In terms of Security, it's a mixed bag. It's easier to manage the security of a single boundary than a vast sprawling estate since we're guarding fewer gateways, but it's too easy to circumvent the Principle of Least Privilege, and the impact of Upgrade Procrastination is also concerning. There's also the potential for higher Contagion should the monolith's boundary be breached - if they get into the database, there's a good chance they can access anything in it.

Whilst the monolith's Scalability approach is indeed vertical, it's too narrow a distinction. It's quite feasible to horizontally scale an application architecture containing monoliths (note the distinction), by directing traffic to each monolithic instance through an intermediate (e.g. a Load Balancer). Ultimately though, you're still dealing with applications using a centralised model.

SUMMARY

It may at times have felt like I'm giving the monolith a bit of a bashing, but there's some good in there too. Overall Monoliths can be a good option when starting out, domain complexity isn't overwhelming, immediate consistency is important, the engineering team has rigorous processes, or it's the sort of workload that requires the Principle of Locality. At some point though, complexity starts to erode its benefits, and something else is required.

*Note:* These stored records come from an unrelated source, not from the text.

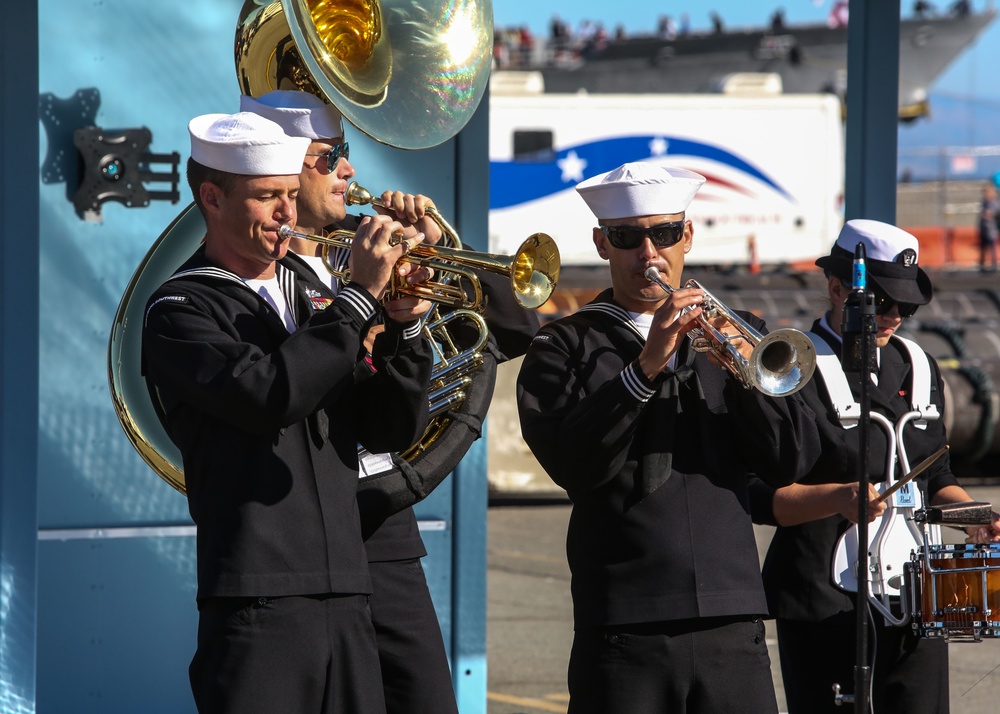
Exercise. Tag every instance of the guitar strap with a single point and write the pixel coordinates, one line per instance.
(848, 410)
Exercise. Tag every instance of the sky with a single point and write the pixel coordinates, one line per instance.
(971, 76)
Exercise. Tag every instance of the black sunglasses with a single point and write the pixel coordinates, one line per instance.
(627, 237)
(884, 303)
(334, 154)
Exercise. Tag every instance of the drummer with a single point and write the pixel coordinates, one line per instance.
(816, 620)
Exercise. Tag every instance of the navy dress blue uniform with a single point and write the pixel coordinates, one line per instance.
(415, 671)
(665, 574)
(268, 424)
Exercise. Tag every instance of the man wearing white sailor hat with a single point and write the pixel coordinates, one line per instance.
(249, 377)
(323, 182)
(655, 444)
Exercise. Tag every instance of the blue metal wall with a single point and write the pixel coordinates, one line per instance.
(111, 550)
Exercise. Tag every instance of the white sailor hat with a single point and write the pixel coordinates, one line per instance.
(298, 113)
(640, 189)
(246, 144)
(891, 257)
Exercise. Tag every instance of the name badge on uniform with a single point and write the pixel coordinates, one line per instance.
(371, 464)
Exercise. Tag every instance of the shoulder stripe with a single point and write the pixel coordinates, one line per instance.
(635, 384)
(360, 302)
(615, 312)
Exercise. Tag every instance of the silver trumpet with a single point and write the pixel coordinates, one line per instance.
(781, 363)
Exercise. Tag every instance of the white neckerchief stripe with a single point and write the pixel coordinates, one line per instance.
(208, 273)
(630, 376)
(354, 298)
(616, 312)
(413, 331)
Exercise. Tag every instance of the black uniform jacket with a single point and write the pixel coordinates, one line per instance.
(797, 574)
(511, 327)
(657, 472)
(268, 425)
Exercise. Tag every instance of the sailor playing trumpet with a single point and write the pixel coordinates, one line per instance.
(655, 445)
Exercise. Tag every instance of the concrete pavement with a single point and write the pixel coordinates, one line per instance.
(529, 617)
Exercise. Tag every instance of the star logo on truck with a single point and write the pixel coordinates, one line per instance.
(572, 167)
(658, 146)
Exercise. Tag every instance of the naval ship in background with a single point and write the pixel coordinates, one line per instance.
(808, 58)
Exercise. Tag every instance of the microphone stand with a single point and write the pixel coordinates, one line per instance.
(858, 330)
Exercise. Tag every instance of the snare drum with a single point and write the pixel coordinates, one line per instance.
(955, 591)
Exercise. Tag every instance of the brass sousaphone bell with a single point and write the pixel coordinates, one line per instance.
(408, 74)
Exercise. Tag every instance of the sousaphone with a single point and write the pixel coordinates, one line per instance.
(407, 74)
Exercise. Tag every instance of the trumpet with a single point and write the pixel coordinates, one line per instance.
(533, 270)
(781, 363)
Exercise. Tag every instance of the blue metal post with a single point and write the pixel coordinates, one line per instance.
(18, 354)
(872, 110)
(470, 495)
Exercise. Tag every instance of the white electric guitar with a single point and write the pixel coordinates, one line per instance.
(894, 535)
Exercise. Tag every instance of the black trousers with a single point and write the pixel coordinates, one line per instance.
(309, 655)
(415, 672)
(909, 674)
(704, 666)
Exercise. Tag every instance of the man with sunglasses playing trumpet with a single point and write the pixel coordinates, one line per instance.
(815, 614)
(415, 671)
(259, 392)
(654, 443)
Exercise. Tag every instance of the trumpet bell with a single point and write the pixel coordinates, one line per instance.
(782, 362)
(534, 271)
(389, 66)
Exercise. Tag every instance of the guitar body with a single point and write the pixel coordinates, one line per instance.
(891, 539)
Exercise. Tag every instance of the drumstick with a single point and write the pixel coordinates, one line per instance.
(920, 468)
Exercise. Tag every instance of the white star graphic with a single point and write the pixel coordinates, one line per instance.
(572, 167)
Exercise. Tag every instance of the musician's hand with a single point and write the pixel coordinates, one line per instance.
(669, 328)
(848, 498)
(984, 534)
(373, 332)
(378, 245)
(411, 210)
(407, 308)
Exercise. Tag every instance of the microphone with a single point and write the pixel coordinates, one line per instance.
(858, 324)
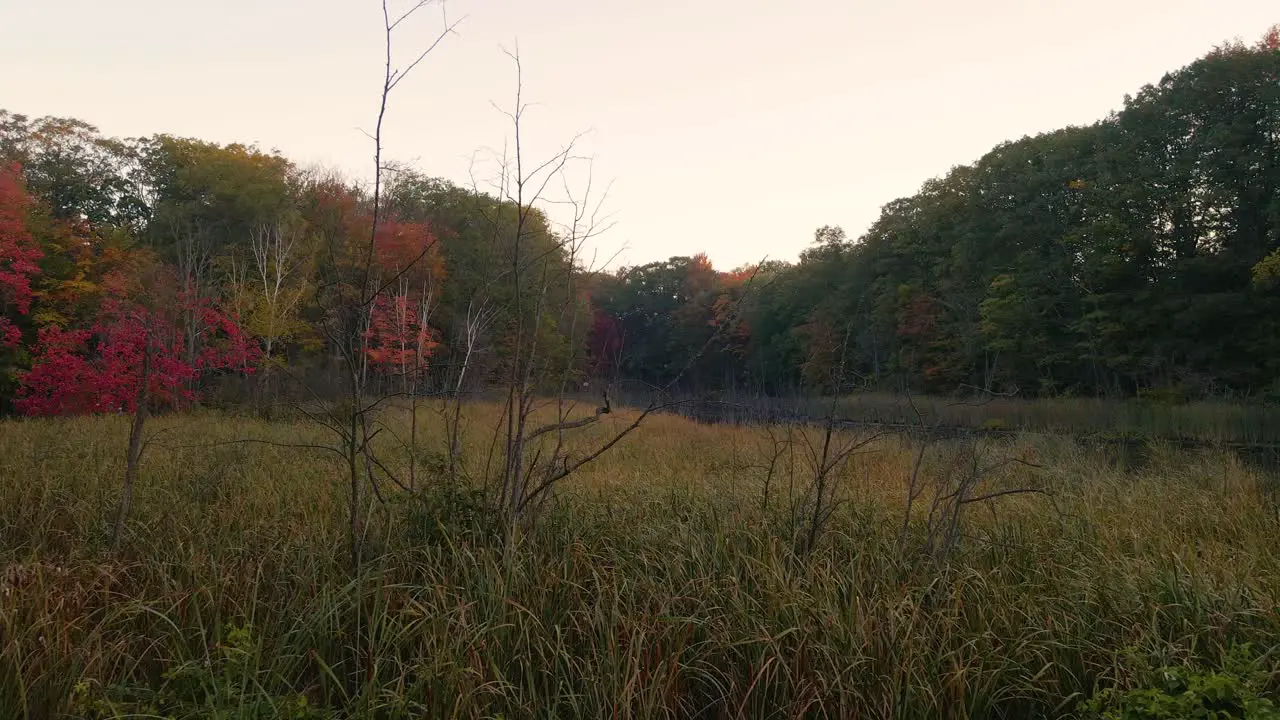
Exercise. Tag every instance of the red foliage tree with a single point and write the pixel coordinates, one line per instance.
(100, 369)
(398, 340)
(18, 255)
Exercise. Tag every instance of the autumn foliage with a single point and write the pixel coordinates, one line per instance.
(18, 255)
(100, 369)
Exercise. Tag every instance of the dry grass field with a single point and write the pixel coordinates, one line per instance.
(664, 580)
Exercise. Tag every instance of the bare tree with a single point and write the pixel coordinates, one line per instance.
(348, 304)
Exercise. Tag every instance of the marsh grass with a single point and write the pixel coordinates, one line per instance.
(654, 587)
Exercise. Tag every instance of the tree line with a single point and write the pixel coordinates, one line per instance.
(1138, 255)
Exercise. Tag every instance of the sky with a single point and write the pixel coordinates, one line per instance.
(728, 127)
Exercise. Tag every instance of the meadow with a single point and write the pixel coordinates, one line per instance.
(664, 580)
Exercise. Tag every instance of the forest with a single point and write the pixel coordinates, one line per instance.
(1138, 255)
(278, 442)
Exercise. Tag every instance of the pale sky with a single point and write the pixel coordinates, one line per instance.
(734, 127)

In terms of runtime qualities, we've a mixed bag. Performance, Availability, Resilience, and Scalability are decent, but only to a point, and therefore unpredictable. But then again, is it easy to predict how network communication behaves in a distributed environment?

Nowadays, there's a big push for distributed systems (e.g. Microservices, Serverless) throughout our industry, but it's not all one way [10]. Replacing a Monolith with Microservices offers certain advantages, but it moves complexity (code and release complexity with networks and infrastructure complexity), it doesn't remove it.